幻の西日トップフィニッシュ

8期 佐々木康宣

 昭和59年4月、私達第八期部員は、山大ヨット部として初めて西日本インカレに参加した。この大会では、大レースでのスタート、マークへのアプローチなど考えさせられることが多かったが、一番印象に残っているのは、失格ではあったが、大集団を後に見ながらすべてのマークを回航できたことである。

 それは、二日目のことだった。前日の良くない結果に、OB方からの「思いっきり実力を出して来い。」という言葉と後輩の応援に励まされてレース海面へと向かった。風は順風、オンデッキからフルバランスの風である。スタートの少し前に風は下にふれたために、下スタート有利の状態となった。私は下スタートが得意だったので、「よし、トップでフィニッシュしてやる。」という意気込みでスタートの合図を待った。だが全体が徐々にポテンシャルを上げていき、結局ゼネラルリコールとなってしまった。

 しかし、「今度こそは。」と次のスタートまでの数分間、風・潮の流れ・他艇の動きなどを考えてスタート練習を行う。「よし、これならきっといいスタートができるぞ。」と次のスタートの合図を待った。三十秒前からヨットを動かし出す。そして、いよいよスタートの号砲。「よし、やったぞ。ジャストスタートだ。このまま上マークまでトップでいこう。」とクルーの北村と励まし合う。
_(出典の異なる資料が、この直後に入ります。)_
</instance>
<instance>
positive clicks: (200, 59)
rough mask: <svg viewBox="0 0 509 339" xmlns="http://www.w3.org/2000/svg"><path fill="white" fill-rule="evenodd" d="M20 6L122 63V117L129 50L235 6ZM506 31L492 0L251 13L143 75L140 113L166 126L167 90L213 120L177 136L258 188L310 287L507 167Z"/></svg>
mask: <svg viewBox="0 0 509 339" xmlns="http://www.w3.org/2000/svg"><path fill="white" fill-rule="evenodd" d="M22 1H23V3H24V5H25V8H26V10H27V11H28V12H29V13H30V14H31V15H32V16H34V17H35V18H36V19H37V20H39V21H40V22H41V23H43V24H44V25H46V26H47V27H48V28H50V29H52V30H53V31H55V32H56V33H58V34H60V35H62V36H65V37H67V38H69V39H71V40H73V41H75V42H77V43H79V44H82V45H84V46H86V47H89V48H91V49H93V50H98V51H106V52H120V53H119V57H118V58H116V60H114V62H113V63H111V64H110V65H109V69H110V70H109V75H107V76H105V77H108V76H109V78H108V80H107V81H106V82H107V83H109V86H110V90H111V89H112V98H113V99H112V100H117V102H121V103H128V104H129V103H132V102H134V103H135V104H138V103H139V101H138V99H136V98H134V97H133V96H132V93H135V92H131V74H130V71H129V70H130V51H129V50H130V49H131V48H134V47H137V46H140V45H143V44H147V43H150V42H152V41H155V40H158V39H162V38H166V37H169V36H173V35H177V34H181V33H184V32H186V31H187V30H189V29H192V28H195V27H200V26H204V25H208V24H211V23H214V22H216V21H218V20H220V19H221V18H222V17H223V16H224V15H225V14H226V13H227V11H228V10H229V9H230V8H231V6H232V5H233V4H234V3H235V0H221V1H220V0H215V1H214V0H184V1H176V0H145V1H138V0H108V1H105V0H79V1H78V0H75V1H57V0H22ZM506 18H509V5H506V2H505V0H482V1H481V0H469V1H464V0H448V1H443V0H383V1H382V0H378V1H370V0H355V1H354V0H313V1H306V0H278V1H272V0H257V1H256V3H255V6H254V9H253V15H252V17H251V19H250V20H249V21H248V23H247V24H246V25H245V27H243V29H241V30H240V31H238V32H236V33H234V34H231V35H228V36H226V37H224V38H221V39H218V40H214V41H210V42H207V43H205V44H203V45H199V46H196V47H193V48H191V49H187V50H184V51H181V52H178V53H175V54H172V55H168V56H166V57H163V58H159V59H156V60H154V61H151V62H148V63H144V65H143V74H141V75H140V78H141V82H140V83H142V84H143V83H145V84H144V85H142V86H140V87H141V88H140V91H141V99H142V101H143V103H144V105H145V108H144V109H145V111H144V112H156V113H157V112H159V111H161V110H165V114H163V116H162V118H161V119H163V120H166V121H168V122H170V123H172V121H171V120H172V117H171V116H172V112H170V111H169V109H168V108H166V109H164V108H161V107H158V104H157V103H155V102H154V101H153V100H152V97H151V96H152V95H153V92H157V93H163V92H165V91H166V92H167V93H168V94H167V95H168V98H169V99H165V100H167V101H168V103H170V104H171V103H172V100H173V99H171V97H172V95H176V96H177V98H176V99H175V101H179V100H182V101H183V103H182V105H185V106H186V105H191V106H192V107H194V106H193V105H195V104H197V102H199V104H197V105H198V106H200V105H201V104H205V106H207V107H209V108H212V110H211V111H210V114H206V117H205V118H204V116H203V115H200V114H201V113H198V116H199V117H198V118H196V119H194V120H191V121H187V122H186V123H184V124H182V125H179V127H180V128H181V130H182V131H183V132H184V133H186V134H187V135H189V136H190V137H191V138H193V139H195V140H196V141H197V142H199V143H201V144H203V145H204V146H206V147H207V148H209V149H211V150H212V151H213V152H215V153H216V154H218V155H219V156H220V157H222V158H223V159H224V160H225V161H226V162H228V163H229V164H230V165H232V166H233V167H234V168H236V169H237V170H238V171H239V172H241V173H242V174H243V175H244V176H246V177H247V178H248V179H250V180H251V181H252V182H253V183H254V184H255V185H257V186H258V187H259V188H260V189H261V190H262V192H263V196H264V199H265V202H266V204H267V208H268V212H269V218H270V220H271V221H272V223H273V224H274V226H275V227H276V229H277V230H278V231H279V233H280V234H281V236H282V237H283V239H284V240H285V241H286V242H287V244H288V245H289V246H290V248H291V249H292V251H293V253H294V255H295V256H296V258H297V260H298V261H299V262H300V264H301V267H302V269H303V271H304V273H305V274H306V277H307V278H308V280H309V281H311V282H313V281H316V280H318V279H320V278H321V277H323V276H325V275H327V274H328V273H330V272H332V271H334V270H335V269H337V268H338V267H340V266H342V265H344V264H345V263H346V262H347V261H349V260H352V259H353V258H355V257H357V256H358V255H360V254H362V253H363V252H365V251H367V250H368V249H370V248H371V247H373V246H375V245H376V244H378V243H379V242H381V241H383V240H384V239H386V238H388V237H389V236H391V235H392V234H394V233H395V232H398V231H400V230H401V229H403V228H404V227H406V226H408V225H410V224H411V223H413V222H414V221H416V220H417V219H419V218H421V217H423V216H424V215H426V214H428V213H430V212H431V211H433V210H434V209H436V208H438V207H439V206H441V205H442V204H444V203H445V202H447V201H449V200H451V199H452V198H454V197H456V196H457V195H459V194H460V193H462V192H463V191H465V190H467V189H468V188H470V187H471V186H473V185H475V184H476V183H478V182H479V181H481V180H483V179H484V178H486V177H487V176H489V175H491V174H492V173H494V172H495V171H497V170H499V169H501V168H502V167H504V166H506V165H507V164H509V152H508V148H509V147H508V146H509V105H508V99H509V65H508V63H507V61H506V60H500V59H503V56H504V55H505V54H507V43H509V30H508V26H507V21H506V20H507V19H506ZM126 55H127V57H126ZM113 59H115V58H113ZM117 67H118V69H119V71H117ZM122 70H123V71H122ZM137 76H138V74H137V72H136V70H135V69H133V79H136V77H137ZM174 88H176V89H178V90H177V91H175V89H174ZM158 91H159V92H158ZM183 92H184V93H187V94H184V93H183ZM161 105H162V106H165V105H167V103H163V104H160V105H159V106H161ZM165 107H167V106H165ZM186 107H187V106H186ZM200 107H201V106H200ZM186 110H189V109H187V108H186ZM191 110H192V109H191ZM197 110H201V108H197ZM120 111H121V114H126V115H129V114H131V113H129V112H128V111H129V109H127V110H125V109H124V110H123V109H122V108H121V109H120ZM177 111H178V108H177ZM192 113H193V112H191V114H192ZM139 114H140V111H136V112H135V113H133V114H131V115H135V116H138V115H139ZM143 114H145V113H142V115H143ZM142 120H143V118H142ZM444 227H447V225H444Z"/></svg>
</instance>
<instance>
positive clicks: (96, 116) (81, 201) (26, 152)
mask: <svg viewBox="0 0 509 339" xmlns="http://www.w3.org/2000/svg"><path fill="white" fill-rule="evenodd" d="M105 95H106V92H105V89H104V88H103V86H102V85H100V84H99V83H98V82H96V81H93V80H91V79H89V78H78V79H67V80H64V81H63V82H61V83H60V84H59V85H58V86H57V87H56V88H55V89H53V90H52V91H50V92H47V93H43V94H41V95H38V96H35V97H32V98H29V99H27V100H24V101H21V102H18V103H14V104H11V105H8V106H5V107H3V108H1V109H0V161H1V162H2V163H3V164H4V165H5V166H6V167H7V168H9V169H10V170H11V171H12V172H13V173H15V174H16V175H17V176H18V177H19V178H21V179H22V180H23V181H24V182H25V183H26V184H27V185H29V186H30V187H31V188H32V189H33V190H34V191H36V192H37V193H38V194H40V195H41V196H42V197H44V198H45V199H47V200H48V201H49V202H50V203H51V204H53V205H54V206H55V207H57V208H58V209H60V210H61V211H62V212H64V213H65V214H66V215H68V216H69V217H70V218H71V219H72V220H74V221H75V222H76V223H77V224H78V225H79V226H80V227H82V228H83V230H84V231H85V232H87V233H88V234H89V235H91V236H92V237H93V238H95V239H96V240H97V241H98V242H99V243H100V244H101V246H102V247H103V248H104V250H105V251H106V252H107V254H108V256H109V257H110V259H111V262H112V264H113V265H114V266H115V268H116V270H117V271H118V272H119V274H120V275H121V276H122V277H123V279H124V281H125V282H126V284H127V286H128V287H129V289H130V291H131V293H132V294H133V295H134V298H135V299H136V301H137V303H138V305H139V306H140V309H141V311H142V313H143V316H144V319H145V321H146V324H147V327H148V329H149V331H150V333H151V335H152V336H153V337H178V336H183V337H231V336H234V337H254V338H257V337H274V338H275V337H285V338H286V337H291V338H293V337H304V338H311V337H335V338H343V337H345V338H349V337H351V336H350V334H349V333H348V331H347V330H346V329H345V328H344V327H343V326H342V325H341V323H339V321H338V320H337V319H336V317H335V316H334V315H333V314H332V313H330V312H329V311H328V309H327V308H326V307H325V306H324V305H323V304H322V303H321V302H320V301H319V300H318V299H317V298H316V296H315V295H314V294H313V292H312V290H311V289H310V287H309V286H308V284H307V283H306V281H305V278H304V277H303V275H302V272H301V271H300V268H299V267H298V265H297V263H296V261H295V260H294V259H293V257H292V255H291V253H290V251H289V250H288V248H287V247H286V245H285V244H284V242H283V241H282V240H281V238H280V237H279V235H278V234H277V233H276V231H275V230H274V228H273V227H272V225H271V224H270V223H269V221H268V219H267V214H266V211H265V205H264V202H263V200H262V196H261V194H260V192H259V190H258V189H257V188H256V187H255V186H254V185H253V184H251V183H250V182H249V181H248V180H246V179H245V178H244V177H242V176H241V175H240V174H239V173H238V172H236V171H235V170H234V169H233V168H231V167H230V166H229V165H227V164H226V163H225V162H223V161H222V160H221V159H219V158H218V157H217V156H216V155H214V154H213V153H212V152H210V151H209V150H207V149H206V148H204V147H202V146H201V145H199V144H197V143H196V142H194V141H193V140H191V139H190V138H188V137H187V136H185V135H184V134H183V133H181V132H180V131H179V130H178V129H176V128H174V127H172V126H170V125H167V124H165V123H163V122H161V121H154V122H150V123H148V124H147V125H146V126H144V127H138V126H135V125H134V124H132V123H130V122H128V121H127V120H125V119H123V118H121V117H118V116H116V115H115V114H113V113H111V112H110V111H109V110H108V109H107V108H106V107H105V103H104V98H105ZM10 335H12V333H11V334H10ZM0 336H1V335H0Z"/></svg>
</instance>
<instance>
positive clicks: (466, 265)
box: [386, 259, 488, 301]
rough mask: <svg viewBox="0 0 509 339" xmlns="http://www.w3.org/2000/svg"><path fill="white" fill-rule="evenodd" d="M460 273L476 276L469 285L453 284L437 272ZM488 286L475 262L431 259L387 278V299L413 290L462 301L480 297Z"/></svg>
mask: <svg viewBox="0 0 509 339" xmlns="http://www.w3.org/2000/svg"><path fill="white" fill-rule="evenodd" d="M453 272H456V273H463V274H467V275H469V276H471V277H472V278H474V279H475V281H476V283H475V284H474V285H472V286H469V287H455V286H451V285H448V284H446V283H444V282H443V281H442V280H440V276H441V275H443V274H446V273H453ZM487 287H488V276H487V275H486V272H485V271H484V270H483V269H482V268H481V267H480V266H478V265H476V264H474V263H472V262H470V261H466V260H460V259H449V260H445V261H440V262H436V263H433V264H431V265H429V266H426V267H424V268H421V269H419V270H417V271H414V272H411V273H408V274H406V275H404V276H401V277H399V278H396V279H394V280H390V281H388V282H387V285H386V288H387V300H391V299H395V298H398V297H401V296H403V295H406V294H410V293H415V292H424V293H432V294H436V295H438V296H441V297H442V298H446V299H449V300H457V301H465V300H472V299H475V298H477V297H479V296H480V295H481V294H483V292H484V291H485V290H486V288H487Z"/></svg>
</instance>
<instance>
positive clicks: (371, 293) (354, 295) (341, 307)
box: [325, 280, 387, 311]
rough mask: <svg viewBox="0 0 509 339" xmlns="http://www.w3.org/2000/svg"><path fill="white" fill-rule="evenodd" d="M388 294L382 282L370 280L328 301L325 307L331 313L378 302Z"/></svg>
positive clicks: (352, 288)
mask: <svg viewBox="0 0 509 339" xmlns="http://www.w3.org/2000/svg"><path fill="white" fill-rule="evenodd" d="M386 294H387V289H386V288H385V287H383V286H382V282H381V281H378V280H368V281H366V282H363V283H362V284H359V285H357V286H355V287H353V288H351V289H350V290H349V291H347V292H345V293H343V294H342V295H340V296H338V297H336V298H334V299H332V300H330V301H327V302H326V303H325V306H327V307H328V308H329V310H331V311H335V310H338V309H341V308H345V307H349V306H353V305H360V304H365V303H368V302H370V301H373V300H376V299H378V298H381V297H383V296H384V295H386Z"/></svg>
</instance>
 運にも恵まれたのか、そのままトップでコースを回っていく。「やっぱり前に誰もおらんのは気持ちがいいのお、北村。」と話し掛けると、北村も「そうですね。」と満面に笑みを浮かべている。そして、ついにトップフィニッシュ・・・・と思った。しかし号砲は鳴らない。何故かと思い母船に聞いてみた。すると、「残念ですね。ゼネリコの後は一分間ルールというのを忘れていたでしょう。」との返事。私達のレース中の感動は一挙に吹き飛んでしまったのでした。

 ヨットレースというのは本当に難しい。たった一つの失敗、例えばリコール、ケース、ルール違反などで、それまでの努力がすべて水の泡となってしまうのである。そのためだろう、「あの時に、もしどうしていたら・・・」、「もし、あれがなかったら・・・」という「たら」という言葉をレースが終わった後でよく耳にするし、自分でも思うことが多い。でも、やはりそれがあるからヨットレースなのだろう。もしこれからヨットレースに出場することがあれば、この「たら」を言わなくてもよいスキッパーでありたいものだ。